EVEN if they were not delightful in themselves, the Gilbert and Sullivan Operas would be worthy of the attention of the present generation, which has become acquainted with them in their revival since the war. For they occupy a very important place in the history of the ballad operas, a form which John Gay " inren. et delin."
Contrasting these ballad operas with The Beggar's Opera on the one hand and with modern ballad opera (or musical comedy), musical extravaganza, and revue on the other, the listener is, I think, first of all struck by their extraordinary competence. Composer and author know exactly what they are doing. Take the matter, for instance, of song introduction or of getting on the chorus. The songs in such a production as Now and Then, which I went to see last week, are hung on to the dialogue by means of the most obvious pegs imaginable. One visualizes a large rusty nail which has half broken away the plaster, but Gilbert and Sullivan hung songs and concerted movements on as with a little invisible stud—deftly as a pro- fessional picture-hanger. Another matter for which we shall look out in comparisons of this kind—but this is a question almost as much of audience as of author—is to see where we oan pick out obvious concessions to other people's opinions. In the case of Gilbert and Sullivan, the unconvincing rosy light in which the chorus is almost invariably bathed by both composer and author (cf. the opening momenta of The Gondoliers) one suspects of not having been done completely con amore, and Gilbert seems to view with a doubtful eye the prospect of the married happiness of his heroes and heroines.
But in this whole subject of the relation of the sexes, and the nature of women, the Gilbert and Sullivan Operas seem much further away from us than does The Beggar's Opera. I am not thinking so much of the greater propriety of Gilbert and Sullivan, but rather that Gilbert only seems to know of one archetypal woman, a primitive creature, with the soft- ness, hardness, and occasional cruelty of the feline. She is of course, whatever her rank, always disguised as a perfect lady He must, we feel, have agreed with Pope:— "Nothing as true as what you once let fall, Most women have no character at all."

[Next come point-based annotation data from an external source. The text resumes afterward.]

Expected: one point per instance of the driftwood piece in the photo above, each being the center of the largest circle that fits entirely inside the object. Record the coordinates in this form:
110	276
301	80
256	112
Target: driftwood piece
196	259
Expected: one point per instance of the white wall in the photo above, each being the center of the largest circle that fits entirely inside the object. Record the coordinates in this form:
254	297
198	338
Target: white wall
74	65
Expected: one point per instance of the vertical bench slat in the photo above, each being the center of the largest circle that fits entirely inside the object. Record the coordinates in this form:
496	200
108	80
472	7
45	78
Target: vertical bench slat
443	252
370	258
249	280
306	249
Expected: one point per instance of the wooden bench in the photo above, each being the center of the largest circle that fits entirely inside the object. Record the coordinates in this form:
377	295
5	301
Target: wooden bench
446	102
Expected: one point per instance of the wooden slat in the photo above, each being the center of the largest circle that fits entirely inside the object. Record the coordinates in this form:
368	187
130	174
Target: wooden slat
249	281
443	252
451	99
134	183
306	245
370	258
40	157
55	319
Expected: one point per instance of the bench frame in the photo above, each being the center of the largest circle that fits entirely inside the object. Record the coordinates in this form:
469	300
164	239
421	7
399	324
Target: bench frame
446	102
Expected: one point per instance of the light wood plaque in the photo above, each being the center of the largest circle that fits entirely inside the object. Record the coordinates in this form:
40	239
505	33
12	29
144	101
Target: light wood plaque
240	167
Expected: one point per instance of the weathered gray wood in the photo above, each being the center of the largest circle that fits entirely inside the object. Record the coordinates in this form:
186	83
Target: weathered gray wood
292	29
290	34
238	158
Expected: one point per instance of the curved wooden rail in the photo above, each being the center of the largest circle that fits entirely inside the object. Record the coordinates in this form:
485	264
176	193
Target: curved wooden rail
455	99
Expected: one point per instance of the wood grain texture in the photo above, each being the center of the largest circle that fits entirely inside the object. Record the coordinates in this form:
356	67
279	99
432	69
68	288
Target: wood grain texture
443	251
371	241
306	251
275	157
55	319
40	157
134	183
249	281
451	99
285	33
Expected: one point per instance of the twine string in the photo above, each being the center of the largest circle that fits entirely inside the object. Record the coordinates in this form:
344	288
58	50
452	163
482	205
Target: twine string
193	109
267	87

Gilbert would surely have been for ever incapable of drawing such sharply diversified women as Mrs. Peachum, Polly, and Lucy. His women are always feminine, but rarely human beings. However, the mingled contempt and awe in which he seems to hold the female sex adds a sort of piquancy to many of his situations, and his attitude on this point often proves a good extractor of that sub-acid flavour which, we suspect, so hugely endeared him to his original hearers—hearers whose official attitude to sentiment was so—in short—official.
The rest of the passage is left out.